“My watch reads ten o’clock,” opens Thuan’s Chinatown, a novel that displays a writer in full play with language and story-telling. Her narrator begins a two-hour interior monologue that is the bulk of the novel. She is on a stopped train in the Métro in Paris. Her twelve-year-old son is asleep against her shoulder. An unattended duffel bag has raised the uncertainty of a bomb. Most passengers have disembarked, opting for other ways to their destinations. Along with three others, the narrator sits. Her mind wanders through the jumble of experiences, emotions, and places she continues to live. At times, these are overwhelmed by the larger world, with forays into the massive emigration of Vietnamese to France, the collapse of the USSR, and the effects of such events on ordinary lives. She is thirty-nine, Vietnamese, a writer, and currently teaching in France.
Much of her wandering revolves around two men. There is the twenty-three year relationship with Thuy, who is of Chinese heritage. The Vietnamese prejudices against the Chinese are overwhelming. Despite their power, however, at the age of sixteen she falls for Thuy, “bewitched by the goon boy of Bejing” her classmates taunt. He and her relationship with him are soundly rejected by everyone she knows. Her family refuses to acknowledge his existence. She hasn’t seen him since their son was born. Vinh visits his father, but she has avoided contact for twelve years. Even so, she misses Thuy horribly, enough for him to dominate her thoughts.
I don’t want to write about Thuy. I spend a lot of effort not to write about him. Writing to me is not an act of reminiscence. Nor is it an act of oblivion. Not until my last novel will I know why I write. Not until my last novel will I be able to understand him. My last novel will be dedicated to him. Thuy is a mystery. I have loved him as a mystery, the mystery to end all mysteries.
In contrast, there is “the guy”, a Frenchman whose children play with Vinh, who calls her, who rides the Métro in the same car, who has been to Vietnam twelve times, once sitting beside her on the plane, who enjoys the affection of all her friends and wedding-planning by her family, and who supports her in everything she does. He talks about anything and everything from eating snakes to diarrhea pills. He fills her space. For all that and for how much the guy occupies her thoughts, she holds him at a distance. Perhaps because he is an open book.
Underlying both relationships is Chinatown, a space, an idea, a way of life, but unlike the other spaces where she has spent her life … Hà Nôi, Sài Gòn, Leningrad, Paris, buses, airplanes, and trains … it is a place to be avoided. Its very existence defines what it is to be Vietnamese or French or everywhere needing something mysterious and forbidden. Parisians, however, complicate this with their variation on the prejudice, one that casts an entire continent as a Chinatown:
[T]he Parisian assumes the whole of Asia are ethnically Chinese, the whole of Asia speak Chinese, the whole of Asia have Bejing-style soup and Bejing-style roast duck for breakfast, lunch, and dinner.
The narrator is strong and able to make decisions against many of the prohibitions, customs, and stories told by those around her without positioning herself as a victim.
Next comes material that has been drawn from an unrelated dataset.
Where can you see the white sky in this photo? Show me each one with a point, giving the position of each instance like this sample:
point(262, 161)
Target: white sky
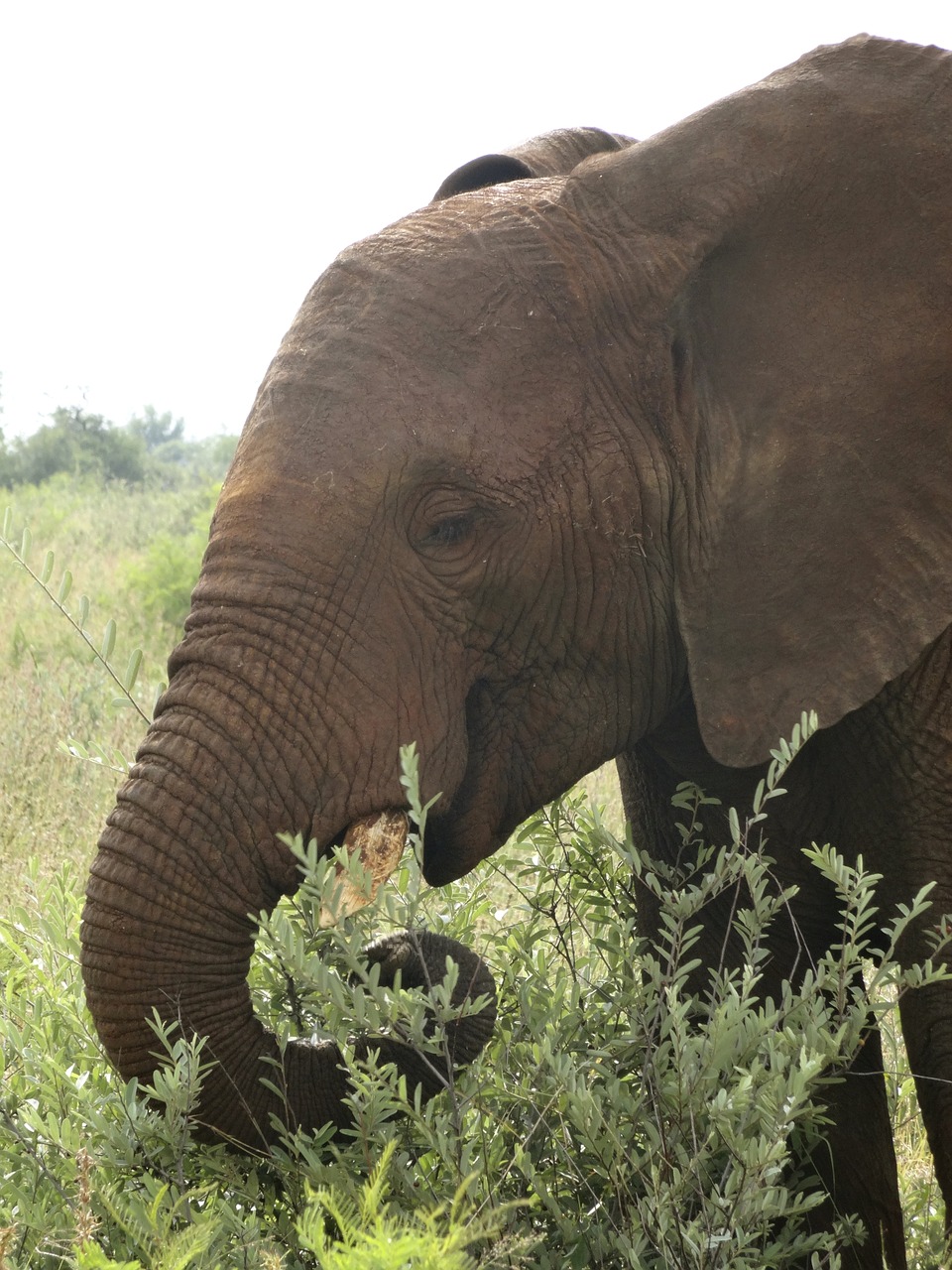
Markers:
point(176, 175)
Perhaps the biggest underlying pressure she faces is that she is a writer from Vietnam. This affects how she is or can be read on two fronts, neither literary. Her earlier novel, Made in Vietnam, has family and acquaintances reading to find themselves in her work. She includes two sections of a novel-in-progress entitled “I’m Yellow” in her meditations. She feels compelled to argue to herself that neither of the two main characters can be read as Thuy or herself. She insists, to herself, the main character, who lives in a world of train-hopping about the country, cannot be read as Thuy, nor can either of his two girlfriends be read as the narrator. It is clear that she doesn’t want to have the reduction of fiction to a representation of reality affect what and how she writes, but it is an ever-present threat. Perhaps doing so would also uncover the mysteries of her own life.
In a similar vein, the French further circumscribe the narrator’s writing and how it is read. Paris appears to be a haven from the prejudices suffered by the narrator for loving the Chinese Thuy, but the literary world throws her into Chinatown in a way she hadn’t experienced:
[I]n Paris, I’ve come to know that other authors had great artistic traditions to back them up, whereas those from Vietnam, Laos, or Cambodia were only seen as representative of the numerous wounds of war and poverty.
Thuan is writing from great artistic traditions as she teases out issues of choice and uncertainty, and follows the eternal presence of two men in constant contrast as her narrator sorts through her life and the cultural and temporal spaces these issues occupy. She does so as a writer’s writer, acutely aware of the accumulation and arrangement of the details that give life to her novel, and of the novel’s structure and its language, with repetitions of words, sentence structures, emotional states and images, all working with a rolling momentum as her narrator sits locked within her own constraints of a two-hour frame and an aesthetic that foregrounds the mysterious.